WSF is taking necessary steps, based on the investigative panel’s recommendations, to prevent future incidents of this nature, Moseley said. These steps include:
• Give appropriate training prior to the specific work for infrequent complex maintenance activity.
• Establish and follow checklists and associated written procedures for the infrequent complex maintenance activity.
• Mandate pre-work meetings prior to work being performed on vital equipment with all associated personnel.
• Explore the feasibility of either additional alarms or interlocks to handle the situation of a non-rotating motor with loop current flowing through it.
• Reinforce established lock out/tag out procedures, and ensure detailed entries of equipment components rather than non-specific descriptions.
Immediately following the panel’s recommendations, WSF implemented pre-work meetings prior to work being performed on vital equipment, and developed checklists and written procedures for the maintenance activity that resulted in the motor failure of the Walla Walla. WSF has established a timeline to implement the other recommendations in the report over the next several months.

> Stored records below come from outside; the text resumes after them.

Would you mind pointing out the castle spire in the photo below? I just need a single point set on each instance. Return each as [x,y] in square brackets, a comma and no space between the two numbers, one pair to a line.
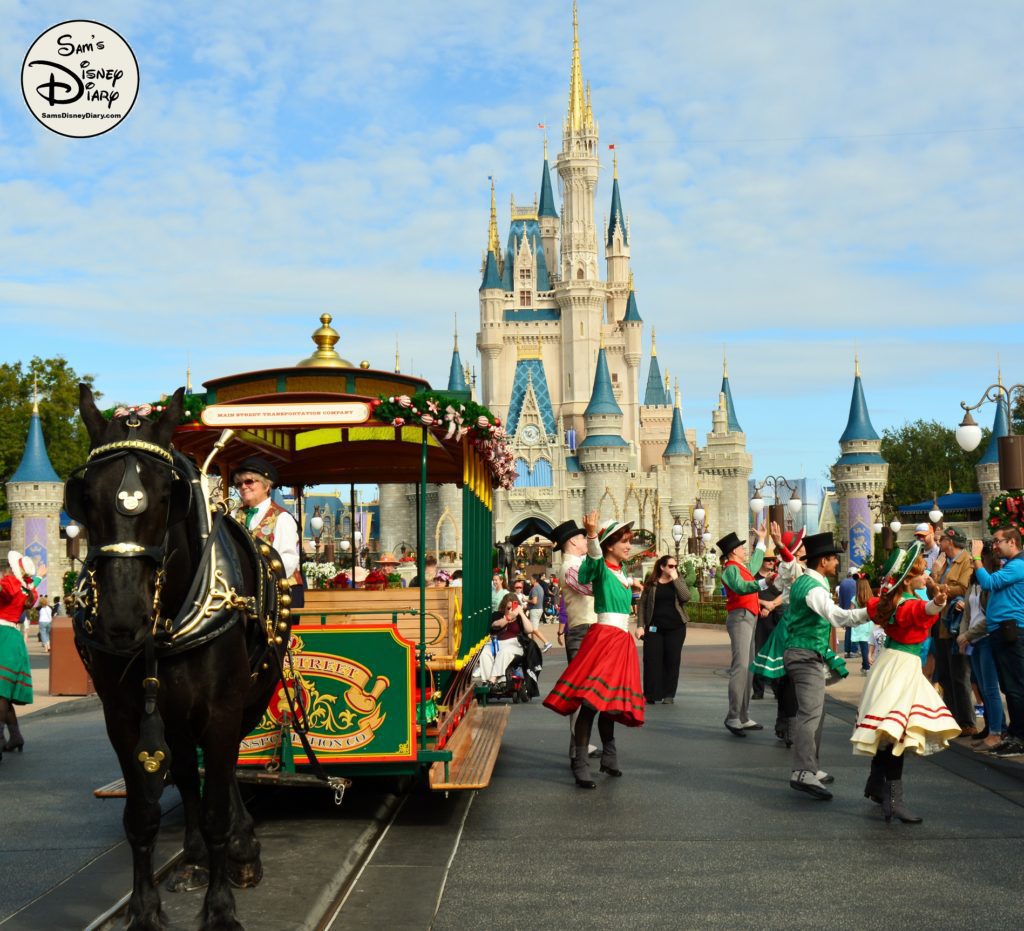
[616,218]
[547,205]
[493,243]
[1000,427]
[655,395]
[457,374]
[602,398]
[35,465]
[730,408]
[677,438]
[858,425]
[578,102]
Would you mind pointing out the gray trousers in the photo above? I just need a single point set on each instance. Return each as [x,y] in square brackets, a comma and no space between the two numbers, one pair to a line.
[740,624]
[573,637]
[807,671]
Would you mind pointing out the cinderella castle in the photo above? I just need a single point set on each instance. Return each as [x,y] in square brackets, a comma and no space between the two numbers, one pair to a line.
[561,353]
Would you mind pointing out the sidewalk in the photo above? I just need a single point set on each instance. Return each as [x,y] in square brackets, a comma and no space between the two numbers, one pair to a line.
[44,703]
[708,647]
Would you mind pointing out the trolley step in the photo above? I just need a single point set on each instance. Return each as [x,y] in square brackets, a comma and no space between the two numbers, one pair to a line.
[115,790]
[474,749]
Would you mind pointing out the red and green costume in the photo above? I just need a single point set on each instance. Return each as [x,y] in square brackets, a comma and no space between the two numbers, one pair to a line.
[605,673]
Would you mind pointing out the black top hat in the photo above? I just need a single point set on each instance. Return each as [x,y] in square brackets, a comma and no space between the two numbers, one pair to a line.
[258,466]
[729,543]
[818,545]
[564,533]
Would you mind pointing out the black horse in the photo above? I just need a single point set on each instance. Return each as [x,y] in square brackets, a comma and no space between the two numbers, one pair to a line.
[181,620]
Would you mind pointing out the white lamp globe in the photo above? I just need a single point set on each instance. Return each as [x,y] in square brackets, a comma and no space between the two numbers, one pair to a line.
[968,433]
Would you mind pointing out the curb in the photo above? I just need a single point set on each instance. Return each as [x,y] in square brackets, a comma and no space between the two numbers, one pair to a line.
[71,707]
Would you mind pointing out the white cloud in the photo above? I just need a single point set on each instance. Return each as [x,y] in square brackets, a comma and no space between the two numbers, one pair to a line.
[804,180]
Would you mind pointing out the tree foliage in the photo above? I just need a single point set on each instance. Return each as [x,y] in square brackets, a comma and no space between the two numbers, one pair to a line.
[924,459]
[67,441]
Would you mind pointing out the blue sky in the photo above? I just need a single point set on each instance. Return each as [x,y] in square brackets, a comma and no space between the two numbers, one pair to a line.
[804,180]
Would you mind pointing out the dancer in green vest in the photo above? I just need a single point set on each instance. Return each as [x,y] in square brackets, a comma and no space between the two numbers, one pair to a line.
[809,622]
[741,615]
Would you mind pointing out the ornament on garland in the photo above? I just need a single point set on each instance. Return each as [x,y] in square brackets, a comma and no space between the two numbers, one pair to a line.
[1007,511]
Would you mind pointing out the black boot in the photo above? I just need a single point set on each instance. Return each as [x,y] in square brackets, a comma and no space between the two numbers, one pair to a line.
[893,804]
[581,768]
[875,787]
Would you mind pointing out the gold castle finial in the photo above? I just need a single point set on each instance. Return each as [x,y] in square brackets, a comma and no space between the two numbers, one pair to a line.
[578,104]
[493,244]
[325,356]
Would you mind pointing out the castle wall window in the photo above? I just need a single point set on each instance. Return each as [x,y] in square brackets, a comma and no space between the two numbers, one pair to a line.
[538,477]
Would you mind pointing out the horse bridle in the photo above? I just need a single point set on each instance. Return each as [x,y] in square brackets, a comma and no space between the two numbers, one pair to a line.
[131,501]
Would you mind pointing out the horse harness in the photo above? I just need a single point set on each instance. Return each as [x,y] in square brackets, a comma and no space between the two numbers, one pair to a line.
[211,607]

The November incident occurred during a scheduled procedure on an electric drive motor, one of four propulsion motors aboard the Walla Walla. The procedure required WSF vessel engineers and maintenance staff to engage an electrical current to power two of the motors in separate motor rooms located at each end of the vessel. According to the report, crews improperly set electrical circuits to prevent the current from reaching an inactive motor in an unstaffed motor room. The current melted vital parts of the inactive motor over a period of 40 minutes.
Investigators concluded that two separate crews each assumed the other had taken proper steps to safely contain the electrical current. The crews’ lack of familiarity with the system’s circuitry and reliance on inadequate institutional knowledge were contributing factors, as well.
No one was injured in the incident.
To return the Walla Walla to service, WSF has been working with the drive motor manufacturer to refurbish WSF’s only spare motor for Jumbo-class ferries. After installing the refurbished motor, crews will begin extensive testing and sea trials. The Walla Walla should return to service in April. The total cost of repairs is estimated at approximately $3 million.